With increasing exposure time – in Figure 3 top middle and top right, and again from below left to below right – it becomes clear that the photons are landing at random positions but with a wave-like distribution of probability. A long exposure time with a high number of detected photons leads to the interference image which we know from a normal monochromatic light source at the double slit. Nature therefore behaves consistently. However, the question arises how this wave-like distributed probability of the positioning of the photons can be explained when there is only one particle at a time in the test setup.
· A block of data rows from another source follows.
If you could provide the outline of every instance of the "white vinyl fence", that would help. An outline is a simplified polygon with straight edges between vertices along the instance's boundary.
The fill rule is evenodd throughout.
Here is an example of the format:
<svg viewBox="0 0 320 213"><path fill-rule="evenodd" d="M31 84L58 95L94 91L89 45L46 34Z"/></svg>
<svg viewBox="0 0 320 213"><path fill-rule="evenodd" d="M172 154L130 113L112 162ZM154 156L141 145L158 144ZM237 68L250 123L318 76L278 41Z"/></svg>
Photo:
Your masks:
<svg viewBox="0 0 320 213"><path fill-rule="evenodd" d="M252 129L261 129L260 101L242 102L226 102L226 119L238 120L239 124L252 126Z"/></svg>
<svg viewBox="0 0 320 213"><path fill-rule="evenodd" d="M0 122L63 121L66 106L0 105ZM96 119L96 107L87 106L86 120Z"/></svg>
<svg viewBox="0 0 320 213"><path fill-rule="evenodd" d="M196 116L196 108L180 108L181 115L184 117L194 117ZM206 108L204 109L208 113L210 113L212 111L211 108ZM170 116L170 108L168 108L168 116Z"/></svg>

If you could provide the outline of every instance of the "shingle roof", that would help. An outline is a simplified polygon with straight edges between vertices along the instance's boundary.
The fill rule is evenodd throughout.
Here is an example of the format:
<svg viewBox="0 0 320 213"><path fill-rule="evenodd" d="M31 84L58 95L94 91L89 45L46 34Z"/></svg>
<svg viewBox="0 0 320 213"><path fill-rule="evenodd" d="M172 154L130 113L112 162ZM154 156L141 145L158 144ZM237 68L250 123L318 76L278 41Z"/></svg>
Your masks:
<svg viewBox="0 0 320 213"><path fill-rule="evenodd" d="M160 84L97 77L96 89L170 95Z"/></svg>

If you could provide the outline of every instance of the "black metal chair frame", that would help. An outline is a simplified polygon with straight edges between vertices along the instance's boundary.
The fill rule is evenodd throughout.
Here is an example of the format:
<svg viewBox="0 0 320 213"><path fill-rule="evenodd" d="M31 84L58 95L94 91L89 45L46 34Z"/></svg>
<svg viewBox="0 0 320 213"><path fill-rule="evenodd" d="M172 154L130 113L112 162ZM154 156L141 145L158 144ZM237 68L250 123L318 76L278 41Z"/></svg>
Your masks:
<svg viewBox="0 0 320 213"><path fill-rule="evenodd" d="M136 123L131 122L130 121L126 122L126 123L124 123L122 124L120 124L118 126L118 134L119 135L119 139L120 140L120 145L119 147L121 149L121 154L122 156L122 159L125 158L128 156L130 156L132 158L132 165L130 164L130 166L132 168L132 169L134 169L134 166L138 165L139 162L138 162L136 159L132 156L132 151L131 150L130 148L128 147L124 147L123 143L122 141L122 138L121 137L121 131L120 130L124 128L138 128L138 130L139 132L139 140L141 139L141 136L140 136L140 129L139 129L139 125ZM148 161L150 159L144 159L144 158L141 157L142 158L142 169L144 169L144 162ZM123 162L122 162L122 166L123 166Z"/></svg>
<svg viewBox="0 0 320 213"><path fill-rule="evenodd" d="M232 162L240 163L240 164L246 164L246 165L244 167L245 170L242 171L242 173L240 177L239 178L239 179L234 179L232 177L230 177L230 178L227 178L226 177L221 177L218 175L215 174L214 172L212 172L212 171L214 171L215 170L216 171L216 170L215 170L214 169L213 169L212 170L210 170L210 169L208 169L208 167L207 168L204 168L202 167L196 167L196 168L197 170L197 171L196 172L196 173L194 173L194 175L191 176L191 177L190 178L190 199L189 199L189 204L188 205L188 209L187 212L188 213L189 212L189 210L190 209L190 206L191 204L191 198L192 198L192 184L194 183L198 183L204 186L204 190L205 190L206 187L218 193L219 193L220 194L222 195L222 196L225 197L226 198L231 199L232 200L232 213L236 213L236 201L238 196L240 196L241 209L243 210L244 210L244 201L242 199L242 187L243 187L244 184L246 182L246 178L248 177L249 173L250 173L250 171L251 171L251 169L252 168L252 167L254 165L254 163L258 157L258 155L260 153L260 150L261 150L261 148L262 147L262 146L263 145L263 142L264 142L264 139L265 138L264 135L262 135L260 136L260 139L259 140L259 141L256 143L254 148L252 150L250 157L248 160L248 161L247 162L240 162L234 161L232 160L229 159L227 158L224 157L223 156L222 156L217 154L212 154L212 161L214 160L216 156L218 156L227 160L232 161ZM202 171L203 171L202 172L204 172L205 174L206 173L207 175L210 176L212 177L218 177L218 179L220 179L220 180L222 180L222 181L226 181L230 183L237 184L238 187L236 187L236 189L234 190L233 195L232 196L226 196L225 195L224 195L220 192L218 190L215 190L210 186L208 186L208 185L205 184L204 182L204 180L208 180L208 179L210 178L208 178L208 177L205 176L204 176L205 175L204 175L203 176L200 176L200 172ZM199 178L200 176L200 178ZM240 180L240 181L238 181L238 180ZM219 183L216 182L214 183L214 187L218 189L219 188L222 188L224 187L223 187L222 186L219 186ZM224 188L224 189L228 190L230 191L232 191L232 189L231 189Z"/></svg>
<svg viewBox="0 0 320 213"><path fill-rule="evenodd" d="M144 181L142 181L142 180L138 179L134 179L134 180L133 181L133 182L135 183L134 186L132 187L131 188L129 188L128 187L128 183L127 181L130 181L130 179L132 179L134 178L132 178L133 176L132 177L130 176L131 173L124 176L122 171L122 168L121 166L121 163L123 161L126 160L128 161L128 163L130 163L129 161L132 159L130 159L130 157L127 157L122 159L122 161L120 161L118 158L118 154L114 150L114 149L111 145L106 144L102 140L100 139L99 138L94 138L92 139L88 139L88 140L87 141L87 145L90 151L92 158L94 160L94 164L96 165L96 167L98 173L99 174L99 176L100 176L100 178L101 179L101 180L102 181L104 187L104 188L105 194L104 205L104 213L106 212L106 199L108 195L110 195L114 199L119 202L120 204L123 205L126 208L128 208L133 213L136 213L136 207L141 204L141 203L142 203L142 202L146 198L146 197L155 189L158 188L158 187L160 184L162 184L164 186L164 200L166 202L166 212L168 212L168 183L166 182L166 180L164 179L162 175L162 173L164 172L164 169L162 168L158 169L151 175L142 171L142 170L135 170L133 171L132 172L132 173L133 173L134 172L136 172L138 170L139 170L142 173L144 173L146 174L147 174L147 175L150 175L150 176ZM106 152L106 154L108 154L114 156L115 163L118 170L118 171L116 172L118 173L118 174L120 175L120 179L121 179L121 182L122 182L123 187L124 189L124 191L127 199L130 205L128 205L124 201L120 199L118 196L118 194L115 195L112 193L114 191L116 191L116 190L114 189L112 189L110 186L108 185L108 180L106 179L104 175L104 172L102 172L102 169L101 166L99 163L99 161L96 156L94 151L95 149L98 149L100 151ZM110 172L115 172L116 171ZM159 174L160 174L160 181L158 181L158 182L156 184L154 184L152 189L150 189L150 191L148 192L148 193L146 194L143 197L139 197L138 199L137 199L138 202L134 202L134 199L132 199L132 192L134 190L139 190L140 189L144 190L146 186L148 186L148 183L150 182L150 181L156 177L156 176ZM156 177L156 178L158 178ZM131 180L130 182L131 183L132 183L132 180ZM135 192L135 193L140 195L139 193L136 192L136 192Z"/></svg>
The simplified explanation is that the photon behaves like a wave at the double slit, this wave passes through both slits and interferes with itself behind the double slit. If the situation is described according to the Copenhagen interpretation of quantum mechanics, then it is not the photon which interferes – because there is no information about the existence and behavior of the photon between the source and detector. What interferes is the wave function of the photon, an abstract mathematical entity whose square of the absolute value determines the probability of landing on the different elements of the detector. At any rate, at the double slit there is wave-like behavior whereas the photon behaves like a particle at the detector. This means that the wave-particle duality of light can be clearly seen in this setup.

## The wave-particle duality in industry

Two examples of the wave-particle duality of light can be found in the analytical laboratory:

In both measuring instruments the incidental photons of the primary beam excite the loosely bonded electrons in the sample so that they resonate. As the excited electrons in the sample resonate coherently and transmit waves, these waves interfere with the incidental waves and create an interference pattern. The wave property of the photons comes to the fore. The detector detects the interference signal as single photons, so their particle property dominates again. The detector signal is used to determine the particle size and the structure of the samples in the nanometer range.